A real good write up, well done for getting the early London train.
“and the repeated suggestion that 5 years at the helm was the right length of time.”. Why, I wonder? Does that mindset not encourage short-termism? Five years is not a long time to change things and make them work properly. Then off you go and someone else comes in and changes things again. I don’t think heads of major corporations would agree with this.
“though he criticised the NGOs (ie the RSPB) for not supporting a Hen Harrier reintroduction in the lowlands.”
I scratch my head with this whole concept. The idea that you can introduce Hen Harriers to lowland areas, when they are being persistently killed on upland territories is ecologically ignorant. It seems to be based on the simplistic and mistaken conception that because Hen Harriers nest on lowland sites in Europe, that somehow you can re-introduce them into lowland sites in Britain, where they won’t be persecuted. It’s a specious idea i.e. superficially convincing, but on closer examination a fallacious idea.

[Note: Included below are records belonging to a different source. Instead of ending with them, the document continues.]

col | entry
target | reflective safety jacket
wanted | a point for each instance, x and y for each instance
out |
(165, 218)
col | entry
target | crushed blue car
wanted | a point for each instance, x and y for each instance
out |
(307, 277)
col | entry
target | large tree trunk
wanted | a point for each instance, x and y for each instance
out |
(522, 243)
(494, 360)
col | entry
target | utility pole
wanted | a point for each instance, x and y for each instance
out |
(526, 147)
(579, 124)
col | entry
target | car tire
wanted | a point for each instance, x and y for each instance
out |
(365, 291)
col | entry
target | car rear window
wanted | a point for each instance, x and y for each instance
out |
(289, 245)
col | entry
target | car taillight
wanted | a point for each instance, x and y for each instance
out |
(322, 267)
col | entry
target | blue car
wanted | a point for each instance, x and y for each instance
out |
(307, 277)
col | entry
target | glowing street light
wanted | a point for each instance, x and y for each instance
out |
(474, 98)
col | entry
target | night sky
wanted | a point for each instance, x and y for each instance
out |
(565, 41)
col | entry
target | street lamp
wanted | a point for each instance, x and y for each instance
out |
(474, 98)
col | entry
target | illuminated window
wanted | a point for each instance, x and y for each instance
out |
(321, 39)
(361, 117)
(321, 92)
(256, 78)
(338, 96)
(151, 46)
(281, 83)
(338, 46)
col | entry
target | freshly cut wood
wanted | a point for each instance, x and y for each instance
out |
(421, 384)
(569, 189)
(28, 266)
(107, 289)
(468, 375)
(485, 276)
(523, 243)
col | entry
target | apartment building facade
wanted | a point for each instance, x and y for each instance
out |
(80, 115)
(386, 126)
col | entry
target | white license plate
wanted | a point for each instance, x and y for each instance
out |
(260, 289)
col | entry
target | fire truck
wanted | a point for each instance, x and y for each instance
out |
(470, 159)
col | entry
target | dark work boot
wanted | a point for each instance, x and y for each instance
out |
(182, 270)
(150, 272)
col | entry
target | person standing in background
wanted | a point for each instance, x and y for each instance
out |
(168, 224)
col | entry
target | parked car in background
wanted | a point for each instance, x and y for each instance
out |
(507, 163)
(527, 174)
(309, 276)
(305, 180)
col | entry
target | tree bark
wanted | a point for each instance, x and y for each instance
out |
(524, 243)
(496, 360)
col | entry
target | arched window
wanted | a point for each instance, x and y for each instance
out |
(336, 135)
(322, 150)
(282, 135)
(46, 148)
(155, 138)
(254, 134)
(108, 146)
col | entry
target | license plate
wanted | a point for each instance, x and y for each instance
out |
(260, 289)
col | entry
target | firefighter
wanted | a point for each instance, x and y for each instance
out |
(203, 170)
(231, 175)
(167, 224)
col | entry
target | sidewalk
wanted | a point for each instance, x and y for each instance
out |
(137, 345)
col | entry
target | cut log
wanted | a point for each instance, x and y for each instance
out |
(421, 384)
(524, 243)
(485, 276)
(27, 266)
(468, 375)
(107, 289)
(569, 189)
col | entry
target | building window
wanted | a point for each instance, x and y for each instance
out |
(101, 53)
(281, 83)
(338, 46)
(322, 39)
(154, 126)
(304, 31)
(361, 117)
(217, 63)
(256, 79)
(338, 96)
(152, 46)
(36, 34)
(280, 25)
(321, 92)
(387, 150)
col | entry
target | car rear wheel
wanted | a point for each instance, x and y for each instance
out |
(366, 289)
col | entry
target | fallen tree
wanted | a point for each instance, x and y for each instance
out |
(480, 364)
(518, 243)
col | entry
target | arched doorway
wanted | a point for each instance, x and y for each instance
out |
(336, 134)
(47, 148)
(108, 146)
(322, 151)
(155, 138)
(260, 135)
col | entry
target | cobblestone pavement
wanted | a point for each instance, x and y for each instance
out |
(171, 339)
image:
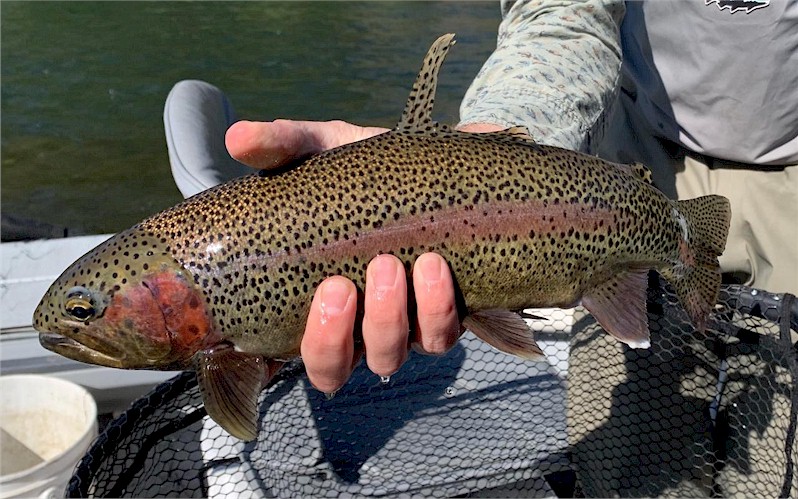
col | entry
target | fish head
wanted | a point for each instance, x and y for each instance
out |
(127, 304)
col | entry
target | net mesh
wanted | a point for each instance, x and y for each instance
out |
(708, 414)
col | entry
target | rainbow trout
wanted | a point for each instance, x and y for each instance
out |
(222, 282)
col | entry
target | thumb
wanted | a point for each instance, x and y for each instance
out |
(276, 143)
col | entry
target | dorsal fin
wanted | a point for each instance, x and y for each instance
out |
(417, 115)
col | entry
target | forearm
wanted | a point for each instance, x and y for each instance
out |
(555, 70)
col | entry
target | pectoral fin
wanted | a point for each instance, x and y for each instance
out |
(505, 331)
(619, 306)
(230, 383)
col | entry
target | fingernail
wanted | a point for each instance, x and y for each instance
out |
(430, 269)
(383, 271)
(334, 296)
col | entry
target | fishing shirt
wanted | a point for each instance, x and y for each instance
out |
(719, 77)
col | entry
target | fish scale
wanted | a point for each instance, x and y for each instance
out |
(223, 281)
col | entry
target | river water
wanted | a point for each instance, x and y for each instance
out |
(83, 85)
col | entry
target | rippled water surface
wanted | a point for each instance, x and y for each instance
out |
(83, 85)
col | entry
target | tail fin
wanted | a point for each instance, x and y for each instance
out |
(696, 278)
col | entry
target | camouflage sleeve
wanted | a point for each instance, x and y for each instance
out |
(555, 70)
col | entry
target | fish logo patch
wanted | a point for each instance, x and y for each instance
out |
(737, 5)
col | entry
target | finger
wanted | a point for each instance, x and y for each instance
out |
(385, 323)
(438, 326)
(276, 143)
(328, 346)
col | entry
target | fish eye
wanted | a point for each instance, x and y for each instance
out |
(79, 304)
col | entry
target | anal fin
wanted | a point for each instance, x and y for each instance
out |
(505, 331)
(230, 383)
(619, 306)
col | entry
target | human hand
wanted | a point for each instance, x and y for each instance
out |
(328, 345)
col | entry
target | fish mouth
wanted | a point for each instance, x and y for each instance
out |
(76, 350)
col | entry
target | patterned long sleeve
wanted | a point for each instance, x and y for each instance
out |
(555, 70)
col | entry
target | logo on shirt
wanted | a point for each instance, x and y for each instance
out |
(737, 5)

Like lots of birds, Hen Harriers have favoured habitat preference for breeding. When the first choice territories are occupied, if there is a surfeit of birds looking for breeding territories, they will occupy the next choice habitat, then the third choice and so on. Unfortunately, their first choice breeding habitat is upland moorland, a very large proportion of which is used as grouse moor. Where of course the Hen Harriers attempting to nest will either be killed, or have their nests destroyed. This creates empty territories which will draw in more breeding Hen Harriers which will be killed, and so on. A type of sink effect, so there is never a surfeit of Hen Harriers which would chose third choice breeding territories, unlike in Europe.
Hen Harriers range far and wide, as is obvious from the published data of satellite tagged Hen Harriers which have “disappeared”. Likewise upland moorland is only really occupied by Hen Harriers in the breeding season and following months when it is warm. In winter, Hen Harriers tend to be found in open coastal areas, and other open lowland areas. This is because prey they rely on in the warmer months on upland moorland, is not there in the numbers that can sustain them. A similar thing happens with Short-eared Owls, which are found on lowland areas in the winter, and uplands in the breeding season and summer.
In other words, if you re-introduce Hen Harriers to lowland areas, where they are already found in the winter anyway, they will not stop to breed there when it warms up, but will disperse in the spring to find prime first choice breeding habitat for Hen Harriers, upland moorland i.e. grouse moor.
Therefore I’m at a complete loss to understand how or why it is thought that Hen Harriers “re-introduced” in the lowlands could be expected to hang around in the lowlands as it warms up and breed there. When Hen Harriers are already found in these lowland sites in the winter, but don’t hang around when it gets warmer, because these are not their first choice breeding territory. Presumably, the RSPB don’t support this half-baked idea, because they understand how Hen Harriers behave, and why it would be a futile exercise.